Replication Factor and Type

The replication settings determine how many copies of each block are stored and how they are managed. These settings are configured at the bucket level and apply to all objects within that bucket unless overridden at the object level.

  1. Replication Type:

    • RATIS: The default and recommended replication type for most use cases. It uses the RAFT consensus protocol to manage replicas, ensuring strong consistency. Typically configured with a replication factor of THREE.
    • EC (Erasure Coding): An advanced technique that provides high durability with lower storage overhead compared to simple replication. It breaks data into smaller fragments and adds parity fragments. The original data can be reconstructed even if some fragments are lost. Requires careful configuration of data and parity block counts (e.g., rs-6-3-1024k).
    • STAND_ALONE: Primarily used for specific scenarios like high-frequency writes to object storage or temporary data. It offers lower consistency guarantees than RATIS.
  2. Replication Factor:

    • Applicable primarily to RATIS replication.
    • Specifies the number of copies (replicas) of each block to maintain.
    • The default and recommended factor for RATIS is 3. This means each block is stored on three different DataNodes.
    • For EC, the "factor" is implicitly determined by the number of data and parity blocks defined in the EC policy (e.g., rs-6-3-1024k means 6 data blocks + 3 parity blocks = 9 total blocks distributed).

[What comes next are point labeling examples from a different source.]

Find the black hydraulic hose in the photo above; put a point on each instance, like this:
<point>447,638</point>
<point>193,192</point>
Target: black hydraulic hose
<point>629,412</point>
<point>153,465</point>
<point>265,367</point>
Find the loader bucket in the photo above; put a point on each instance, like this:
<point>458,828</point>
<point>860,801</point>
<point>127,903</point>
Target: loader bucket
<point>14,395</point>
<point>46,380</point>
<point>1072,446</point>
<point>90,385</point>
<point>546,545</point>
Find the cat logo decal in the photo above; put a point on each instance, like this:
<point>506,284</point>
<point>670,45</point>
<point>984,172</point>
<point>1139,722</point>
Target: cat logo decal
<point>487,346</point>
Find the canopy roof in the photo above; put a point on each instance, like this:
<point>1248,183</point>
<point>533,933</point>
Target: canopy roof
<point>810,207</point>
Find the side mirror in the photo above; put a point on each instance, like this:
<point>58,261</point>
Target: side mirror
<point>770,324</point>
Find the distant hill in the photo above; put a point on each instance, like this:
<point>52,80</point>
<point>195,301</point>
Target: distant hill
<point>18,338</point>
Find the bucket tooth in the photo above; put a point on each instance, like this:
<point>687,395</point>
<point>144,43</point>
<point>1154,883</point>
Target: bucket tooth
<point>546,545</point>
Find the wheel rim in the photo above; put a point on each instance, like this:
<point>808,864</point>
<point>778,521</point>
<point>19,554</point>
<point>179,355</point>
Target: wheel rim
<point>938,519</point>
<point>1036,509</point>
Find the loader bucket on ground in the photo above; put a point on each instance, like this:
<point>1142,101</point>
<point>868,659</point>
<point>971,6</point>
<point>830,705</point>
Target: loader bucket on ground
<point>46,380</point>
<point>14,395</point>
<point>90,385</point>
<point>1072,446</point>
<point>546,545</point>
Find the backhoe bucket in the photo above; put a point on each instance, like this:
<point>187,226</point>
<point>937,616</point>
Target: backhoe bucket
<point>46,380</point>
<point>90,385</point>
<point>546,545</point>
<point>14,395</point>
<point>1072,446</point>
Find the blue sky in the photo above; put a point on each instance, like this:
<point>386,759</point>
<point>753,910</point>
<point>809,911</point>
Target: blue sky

Setting Replication Configuration

Replication settings are typically defined when creating a bucket.

CLI Examples:

# Create a bucket with default replication (RATIS, factor=3)
ozone sh bucket create /volumeName/bucketName

# Explicitly set RATIS replication with factor 3 (default)
ozone sh bucket create --replication=RATIS --replication-factor=THREE /volumeName/bucketName-ratis

# Explicitly set Erasure Coding (assuming 'rs-6-3-1024k' codec is configured)
ozone sh bucket create --replication=EC --replication-config=rs-6-3-1024k /volumeName/bucketName-ec
  • The --replication flag specifies the type (RATIS or EC).
  • For RATIS, the --replication-factor flag sets the number of replicas (e.g., THREE, ONE).
  • For EC, the --replication-config flag specifies the Erasure Coding policy name (e.g., rs-6-3-1024k, rs-10-4-1024k). These policies must be pre-defined in the Ozone configuration.

Viewing Replication Configuration

You can view the replication configuration of a bucket using the info command:

ozone sh bucket info /volumeName/bucketName

The output will show the replicationType and replicationFactor (for RATIS) or the specific ecReplicationConfig (for EC).

Importance

Choosing the correct replication type and factor is crucial for balancing data durability, storage efficiency, and performance requirements for the data stored within a bucket. RATIS with a factor of 3 is generally recommended for most general-purpose use cases, while EC offers better storage efficiency for large, less frequently accessed data.